Trepipam is a benzazepine derivative. It is a D1-dopamine antagonist. Trepipam significantly reduced aggression in behaviorally disturbed adolescents and in acute schizophrenics without producing concomitant sedation. Trepipam specifically reduces aggressive and hyperactive behaviors in a wide range of laboratory tests in various species, without producing signs of overt CNS depression or neurological impairment. The drug is effective in reducing many forms of aggression including brain stimulated emotional behavior. Trepipam actually had little effect on gross behavior in mice or rats and only produced ataxia at lethal doses.

Solypertine (WIN-18413-2) is an antiadrenergic drug. Solypertine selectively blocked the conditioned avoidance response in rats. Solypertine potentiated hexobarbitone sleeping time, caused hypothermia and afforded protection from amphetamine toxicity inaggregated mice.

Sergolexole [LY 281067] is an ergoline ester similar in structure to amesergide [LY 237733], with potent and highly selective antagonist activity at serotonin 2. The preclinical pharmacologic activity of LY 281067 shows it to be a potent and highly selective serotonergic (5-HT2) receptor antagonist. Based upon binding studies with 5-HT2 receptors in brain cortical membranes and block of 5-HT-induced contractions in the rat jugular vein, LY 281067 showed high affinity at 5-HT2 receptors with a dissociation constant of approximately 1 nM. LY 281067 was a highly selective 5-HT2 receptor antagonist without appreciably binding to 5-HT1, D1 or D2 receptors or interacting with histamine (H1), cholinergic, beta adrenergic or alpha-1 adrenergic receptors in smooth muscle. LY 281067 had modest affinity at alpha-2 receptors with a dissociation constant of approximately 100 nM. Oral bioavailability of LY 281067 in spontaneously hypertensive rats was excellent with an oral to i.v. dose ratio approximating 4. Sergolexole was undergoing phase II clinical trials with Eli Lilly in the USA as a potential treatment for migraine and anxiety, but development of this compound, but development of this compound has been discontinued.

Renzapride (BRL-24924) is a mixed 5-hydroxytryptamine type 4 (5-HT4) agonist and 5-HT3 receptor antagonist.
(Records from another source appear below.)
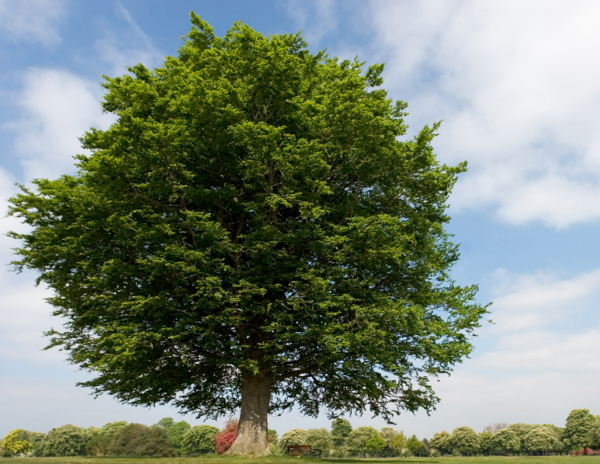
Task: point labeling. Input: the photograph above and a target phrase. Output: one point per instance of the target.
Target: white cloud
(57, 108)
(127, 47)
(516, 84)
(32, 20)
(316, 18)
This compound has a stimulatory effect on gastrointestinal motility and transit. Renzapride has been evaluated for use in treatment of irritable bowel syndrome (IBS). Data also suggested a potentially beneficial effect on abdominal pain/discomfort in women with constipation-predominant irritable bowel syndrome. Phase III clinical trials investigated if this drug could help alleviate the symptoms associated with this type of IBS. However, one phase III study has been terminated due to inefficient efficacy (compared to placebo).
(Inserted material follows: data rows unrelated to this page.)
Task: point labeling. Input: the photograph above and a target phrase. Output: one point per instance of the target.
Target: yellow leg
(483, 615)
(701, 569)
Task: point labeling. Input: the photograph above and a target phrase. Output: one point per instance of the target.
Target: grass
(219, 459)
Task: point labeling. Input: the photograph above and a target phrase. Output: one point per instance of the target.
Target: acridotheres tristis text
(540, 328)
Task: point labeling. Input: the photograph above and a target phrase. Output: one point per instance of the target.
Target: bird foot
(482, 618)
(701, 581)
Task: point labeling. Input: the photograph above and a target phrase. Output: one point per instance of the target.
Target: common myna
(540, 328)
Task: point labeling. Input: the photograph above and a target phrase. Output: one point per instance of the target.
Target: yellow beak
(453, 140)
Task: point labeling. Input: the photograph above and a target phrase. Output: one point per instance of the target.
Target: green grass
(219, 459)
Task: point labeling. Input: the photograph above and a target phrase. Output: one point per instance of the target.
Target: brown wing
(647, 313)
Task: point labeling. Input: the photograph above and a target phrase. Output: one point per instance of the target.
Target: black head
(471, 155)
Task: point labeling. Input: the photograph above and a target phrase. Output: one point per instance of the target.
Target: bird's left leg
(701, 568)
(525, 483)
Sibopirdine (EXP921) is a cognition enhancing agent structurally related to linopirdine that was in preclinical development with Bristol-Myers Squibb in the USA as a treatment of Alzheimer's disease. EXP921 was a potential drug candidate for the improvement of cognitive performance in patients with Alzheimer's-type dementia. It has been shown to improve cognitive performance in rodent and primate models of learning and memory. EXP921 was observed to increase the depolarization induced release of acetylcholine, dopamine, and, to a lesser extent, serotonin using slices from the rat cerebral cortex, hippocampus, and caudate nucleus.